In Philip Wylie's 1951 novel THE DISAPPEARANCE, an unexplained phenomenon divides Earth into two separate, parallel versions. In one reality, all human males instantaneously vanish; in the other, all women and girls vanish. The all-male world predictably devolves into a violent dystopia, while in the parallel world women have to cope with running society in an era when, compared to today, relatively few females held high public office or were educated in other professions dominated by men.
For a while it has seemed to me that the United States split into two alternate realities in November 2020. Instead of diverging into physically different planes of existence, though, the two realities exist side by side on the same planet while nobody notices what's happened. We talk at cross-purposes to inhabitants of the alternate world under the impression that the other person lives in the same universe, and therefore we can't figure out why they don't see things that look so obvious to us.
This impression hit me afresh during a recent conversation with a person who holds political beliefs opposite from mine. The bishop of our diocese had published a message that, among other topics related to the upcoming election, warned of the possibility of violence. The person with whom I was talking dismissed the warning on the grounds that my party would have no reason to resort to violence locally because they're likely to win the majority of electoral contests in this state, as usual (which is true). And members of his party, he said, "don't riot." I inwardly gasped in disbelief. I wouldn't have said anything anyway, to avoid useless argument, but in that moment I literally could not think of a coherent answer. It seemed we were living in two distinctly different versions of this country, which somehow overlap without coinciding.

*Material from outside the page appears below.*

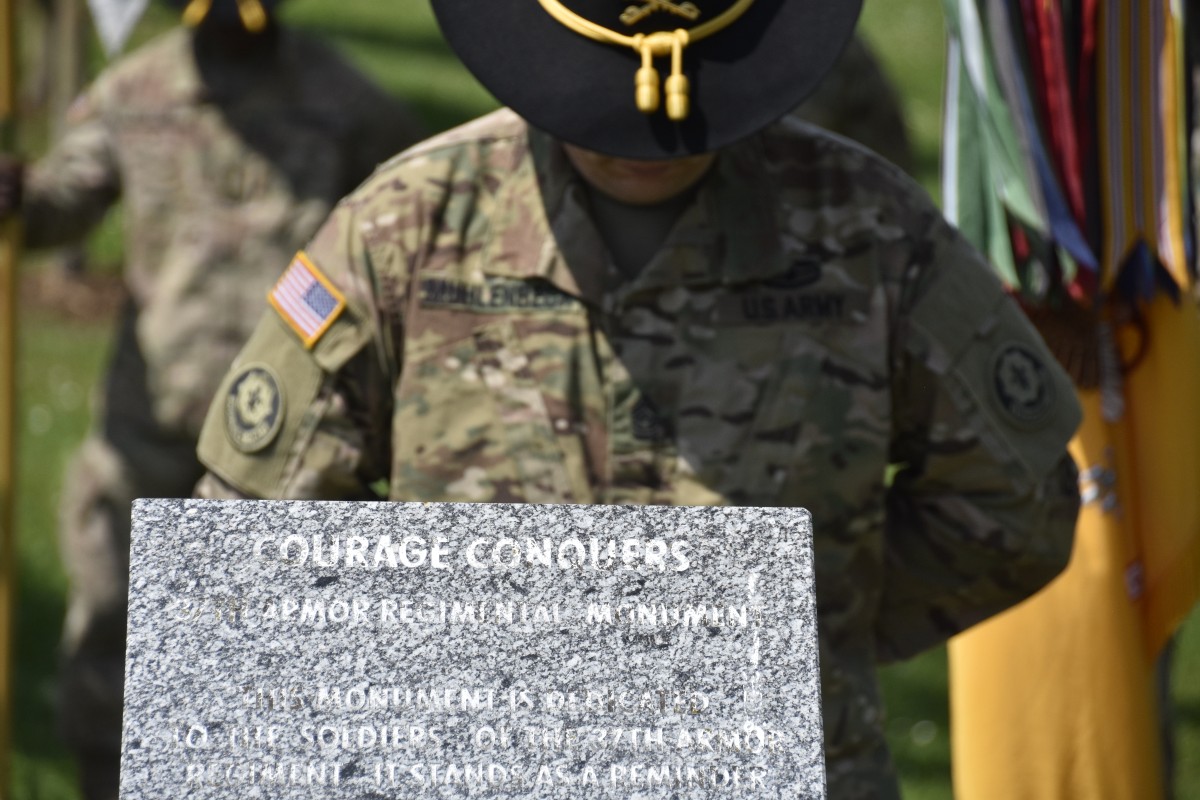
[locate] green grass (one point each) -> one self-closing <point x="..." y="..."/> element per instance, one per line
<point x="397" y="43"/>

The internet and social media, of course, go a long way toward explaining how citizens can inhabit the same physical world but totally disconnected mental universes. Before the internet and cable TV, we all got our news from much the same sources. Fringe beliefs stayed on the fringe; if my memory is more or less accurate, there was a consensus about the general nature of political, historical, and social reality, regardless of vehement conflicts about details. Now, as has often been pointed out, people can stay in their own "bubbles" without ever getting undistorted exposure to opposing beliefs and concepts.
I don't have the skill to write it, but I think it would be interesting to read a science-fiction novel about a world that contains two overlapping dimensions without the inhabitants of those dimensions realizing they're not even in the same universe.
Anyway, on a brighter note, as a former co-worker of mine used to say, "Vote early, vote often."